In 2065, the Jewish world will look vastly different
The good news is that the Jewish people not only will be alive and prospering, but also will be continuing to make significant contributions to humanity, despite our steadily declining percentage of the human population. And some things will remain unchanged: We will still have big visions for making the world a more Godly place; we will still be creative and iconoclastic … and demanding, and unsatisfied with the world as it is. Double standards will still be applied to us, we will still command a disproportionate amount of the world’s attention, we will still be arguing about the meaning of Torah and its real-life implications, and we will continue to be worried about the Jewish future.
Beyond that, the landscape will be profoundly altered.
The strength of American Jewry will be substantially diminished. Given that every previous instance of widespread intermarriage and assimilation in Jewish history has resulted in extensive losses, this time will be no exception. Despite all the efforts and spending to reverse the trends, hundreds of thousands of early 21st-century American Jewish families will have vanished from Jewish life. In the halachically observant community, high birth rates will continue while elsewhere, Jewish babies will be scarce …with obvious demographic consequences.

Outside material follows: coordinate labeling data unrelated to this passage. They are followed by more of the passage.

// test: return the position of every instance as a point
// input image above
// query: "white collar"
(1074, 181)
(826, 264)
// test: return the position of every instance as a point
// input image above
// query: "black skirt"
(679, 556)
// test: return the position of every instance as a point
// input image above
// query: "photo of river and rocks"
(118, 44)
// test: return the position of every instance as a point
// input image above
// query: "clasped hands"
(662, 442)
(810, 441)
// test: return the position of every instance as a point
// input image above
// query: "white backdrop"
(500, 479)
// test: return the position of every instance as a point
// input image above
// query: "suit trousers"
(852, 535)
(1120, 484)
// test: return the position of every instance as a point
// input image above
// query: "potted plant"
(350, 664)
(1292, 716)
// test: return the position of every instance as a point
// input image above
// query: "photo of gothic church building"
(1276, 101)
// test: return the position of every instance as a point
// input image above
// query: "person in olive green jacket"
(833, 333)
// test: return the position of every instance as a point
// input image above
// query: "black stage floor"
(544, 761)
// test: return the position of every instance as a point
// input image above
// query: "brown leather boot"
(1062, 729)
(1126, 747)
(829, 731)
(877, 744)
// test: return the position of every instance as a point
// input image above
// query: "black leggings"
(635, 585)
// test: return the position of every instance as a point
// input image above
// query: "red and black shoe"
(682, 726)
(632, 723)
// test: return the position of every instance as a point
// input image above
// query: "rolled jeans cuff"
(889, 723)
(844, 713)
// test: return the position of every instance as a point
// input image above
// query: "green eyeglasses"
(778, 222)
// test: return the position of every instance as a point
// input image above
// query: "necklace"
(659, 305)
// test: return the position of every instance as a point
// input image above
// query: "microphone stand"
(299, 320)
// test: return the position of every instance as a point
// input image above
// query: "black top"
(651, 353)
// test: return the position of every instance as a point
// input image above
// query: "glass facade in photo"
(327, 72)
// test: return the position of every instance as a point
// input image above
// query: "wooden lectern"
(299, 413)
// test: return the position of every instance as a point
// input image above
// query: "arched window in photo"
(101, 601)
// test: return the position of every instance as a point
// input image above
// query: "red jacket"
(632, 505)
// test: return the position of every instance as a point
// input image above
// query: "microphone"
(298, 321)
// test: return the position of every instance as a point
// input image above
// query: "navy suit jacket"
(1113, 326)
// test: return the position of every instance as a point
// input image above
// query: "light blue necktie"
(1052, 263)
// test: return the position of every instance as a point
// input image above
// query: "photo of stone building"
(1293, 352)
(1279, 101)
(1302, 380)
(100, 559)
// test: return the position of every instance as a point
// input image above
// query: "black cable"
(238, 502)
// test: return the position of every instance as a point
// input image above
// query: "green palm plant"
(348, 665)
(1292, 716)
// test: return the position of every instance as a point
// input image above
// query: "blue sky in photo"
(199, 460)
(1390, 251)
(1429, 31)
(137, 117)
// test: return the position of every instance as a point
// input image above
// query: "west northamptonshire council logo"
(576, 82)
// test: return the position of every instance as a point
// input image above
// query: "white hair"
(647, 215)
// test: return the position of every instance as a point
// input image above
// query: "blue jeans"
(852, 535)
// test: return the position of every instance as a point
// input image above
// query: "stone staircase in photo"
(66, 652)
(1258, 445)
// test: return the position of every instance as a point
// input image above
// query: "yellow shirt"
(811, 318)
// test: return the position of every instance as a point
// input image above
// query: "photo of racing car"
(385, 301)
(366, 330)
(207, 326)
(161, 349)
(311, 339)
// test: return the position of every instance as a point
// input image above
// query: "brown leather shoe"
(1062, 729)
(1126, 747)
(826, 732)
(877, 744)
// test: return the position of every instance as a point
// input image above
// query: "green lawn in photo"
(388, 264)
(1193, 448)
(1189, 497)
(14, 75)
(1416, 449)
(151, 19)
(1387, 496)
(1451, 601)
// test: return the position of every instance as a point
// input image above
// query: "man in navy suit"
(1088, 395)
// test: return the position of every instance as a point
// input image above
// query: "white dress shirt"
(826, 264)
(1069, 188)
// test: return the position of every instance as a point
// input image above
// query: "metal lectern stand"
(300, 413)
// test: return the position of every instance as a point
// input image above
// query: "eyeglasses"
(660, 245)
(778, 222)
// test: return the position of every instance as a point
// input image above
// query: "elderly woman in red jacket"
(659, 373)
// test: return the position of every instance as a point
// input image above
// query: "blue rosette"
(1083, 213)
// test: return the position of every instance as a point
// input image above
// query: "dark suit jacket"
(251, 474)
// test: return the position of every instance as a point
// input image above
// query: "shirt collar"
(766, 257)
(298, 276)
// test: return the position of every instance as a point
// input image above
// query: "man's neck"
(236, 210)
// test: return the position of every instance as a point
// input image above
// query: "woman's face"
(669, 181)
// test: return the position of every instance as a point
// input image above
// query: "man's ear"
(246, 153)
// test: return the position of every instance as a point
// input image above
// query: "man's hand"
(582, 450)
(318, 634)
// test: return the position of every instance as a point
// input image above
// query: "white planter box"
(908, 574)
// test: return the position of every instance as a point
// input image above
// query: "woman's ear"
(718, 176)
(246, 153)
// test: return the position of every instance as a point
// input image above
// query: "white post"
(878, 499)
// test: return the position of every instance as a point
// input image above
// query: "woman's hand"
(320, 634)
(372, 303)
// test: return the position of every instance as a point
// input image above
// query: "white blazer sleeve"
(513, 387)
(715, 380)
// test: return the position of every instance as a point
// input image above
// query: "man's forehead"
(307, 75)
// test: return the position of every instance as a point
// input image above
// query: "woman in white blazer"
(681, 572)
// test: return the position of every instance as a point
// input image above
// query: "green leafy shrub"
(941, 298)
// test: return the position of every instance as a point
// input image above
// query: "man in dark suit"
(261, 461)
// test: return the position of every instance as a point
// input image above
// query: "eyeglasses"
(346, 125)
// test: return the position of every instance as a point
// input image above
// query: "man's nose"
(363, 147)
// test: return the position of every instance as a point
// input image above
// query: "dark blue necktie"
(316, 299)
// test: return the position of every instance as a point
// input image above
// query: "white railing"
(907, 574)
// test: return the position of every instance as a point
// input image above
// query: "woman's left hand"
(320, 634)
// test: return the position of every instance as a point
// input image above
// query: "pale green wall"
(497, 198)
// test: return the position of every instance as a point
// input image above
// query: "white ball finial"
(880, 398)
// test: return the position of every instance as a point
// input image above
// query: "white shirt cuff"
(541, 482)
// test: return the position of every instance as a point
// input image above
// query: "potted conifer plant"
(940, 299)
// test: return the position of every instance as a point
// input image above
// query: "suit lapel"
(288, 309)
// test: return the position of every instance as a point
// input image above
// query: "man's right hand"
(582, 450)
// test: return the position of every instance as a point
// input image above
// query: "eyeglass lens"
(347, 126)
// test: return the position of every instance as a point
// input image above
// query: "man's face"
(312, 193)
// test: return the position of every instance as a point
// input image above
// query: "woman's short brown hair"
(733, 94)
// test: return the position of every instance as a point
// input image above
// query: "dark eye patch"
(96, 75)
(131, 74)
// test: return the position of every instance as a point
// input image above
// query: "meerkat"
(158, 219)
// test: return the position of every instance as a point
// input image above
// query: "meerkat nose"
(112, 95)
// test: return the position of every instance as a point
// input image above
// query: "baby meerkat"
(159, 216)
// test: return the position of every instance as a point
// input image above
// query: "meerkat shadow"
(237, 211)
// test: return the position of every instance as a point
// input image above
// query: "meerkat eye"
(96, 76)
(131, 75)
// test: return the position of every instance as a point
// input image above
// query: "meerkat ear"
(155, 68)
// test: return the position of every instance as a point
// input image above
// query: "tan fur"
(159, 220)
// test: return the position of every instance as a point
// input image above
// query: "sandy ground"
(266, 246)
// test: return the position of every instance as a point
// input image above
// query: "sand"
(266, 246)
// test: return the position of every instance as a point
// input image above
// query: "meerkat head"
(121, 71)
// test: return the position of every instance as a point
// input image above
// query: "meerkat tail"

Many Jews married to Jews will also be lost to Jewish history. With synagogue memberships and group affiliations at a low ebb, and home practices few, the Jewishness of many families will be too “thin” to keep any meaningful connection alive. The fuel of Holocaust memory or Israel pride will have evaporated as a source of identity. Indeed, having one dominant identity will be seen as narrow and unsophisticated; individualized identity concoctions drawn from multiple sources will be the prevailing fashion. Hence, only those persistent, consistent, and focused enough to have a reasonably robust connection to Jewish practices or activities will remain a part of Jewishness in any way that counts.
Reform, Orthodox, Conservative and Reconstructionist will be gone. They will be seen as terms and movements from your grandparents’ Judaism. They will be identified (correctly) as the responses of a bygone age called “modernity,” which, in 2065, will have been long ago supplanted by the age of “globalization.”
Three categories of Jews will remain: a) those who are punctilious about halachah (Jewish law) and want nothing to do with the outside world, b) those who take living within a slowly evolving halachic community seriously, and want to engage surrounding society, and c) those who see their commitment to halachah in more flexible terms and want their Jewishness to interact with others. All three of these groups will be broad constellations, encompassing many small communities with varying practices. The third group, whose predecessors once dominated 20th-century Jewish life, will comprise a small fraction.
The challenges of modernity – of how Jews and Judaism would integrate into mass society – will be forgotten history. Judaism will be responding to the age of globalization. Robots will have replaced people in many endeavors. Humans will live far longer, prompting questions about how much life is too much. Each person’s exact location, emotional state and physical well-being will be trackable, and privacy will be difficult to obtain. Vast wealth gulfs will persist. And we will be dealing with the rise of artificial intelligence with a capacity that far exceeds our own.
There will be many who will deem the blessings and curses of these advanced technologies as inevitable. Judaism will beg to differ. Resuming its classic countercultural role, Judaism will grapple with the questions of what it means to be human in this new age and will address how to live an exalted and ethical life in a radically transformed environment.
The synagogue, one of the perennial institutions of Jewish life, will still exist, but there will be far fewer of them, and they will be smaller. The “membership” model of affiliation will be defunct. Synagogues will be structured much like Chabad houses, with charismatic leaders, known for their abilities and devotion to the cause, financed by voluntary benefactors.
JCCs will have gone the way of Jewish hospitals since there will be insufficient demand for community centers focused primarily on Jewish needs. Federations and communal agencies will only exist in large cities, and their strength will be heavily dependent on the inherited foundations and endowments left by earlier generations. Most Holocaust museums will have closed.
Europe, though, will be an even more dangerous place to be a Jew. The unchecked strengthening of hostile Islamic elements within Europe will have made Jewish life sufficiently untenable that most strongly identified Jews will have made aliyah. The Jewish communities that remain will be weak and declining.
Israel, conversely, will be home to considerably more Jews than the entire Diaspora combined, and more Jews will speak Hebrew than any other language. Israel will still face serious existential threats from radical Islamic entities. Israel’s links with India and Asian democracies will be nearing the importance of its ties with the U.S. Israel will still have a rabbinate loosely connected to the state, but it will no longer wield power. Israelis will increasingly be at the forefront of addressing the issues of the global human condition.
In short, we will be further than ever from being “as numerous as the stars in the sky,” but we will be a worthy people, striving to bring blessing and light to a complex world.
In the November issue of “Commentary” magazine, 70 Jewish leaders, thinkers and clergy were asked, “What will be the condition of the Jewish community 50 years from now?” In the first of a series of regular articles for The Chronicle, Pittsburgh Federation Scholar Rabbi Danny Schiff responds to the question.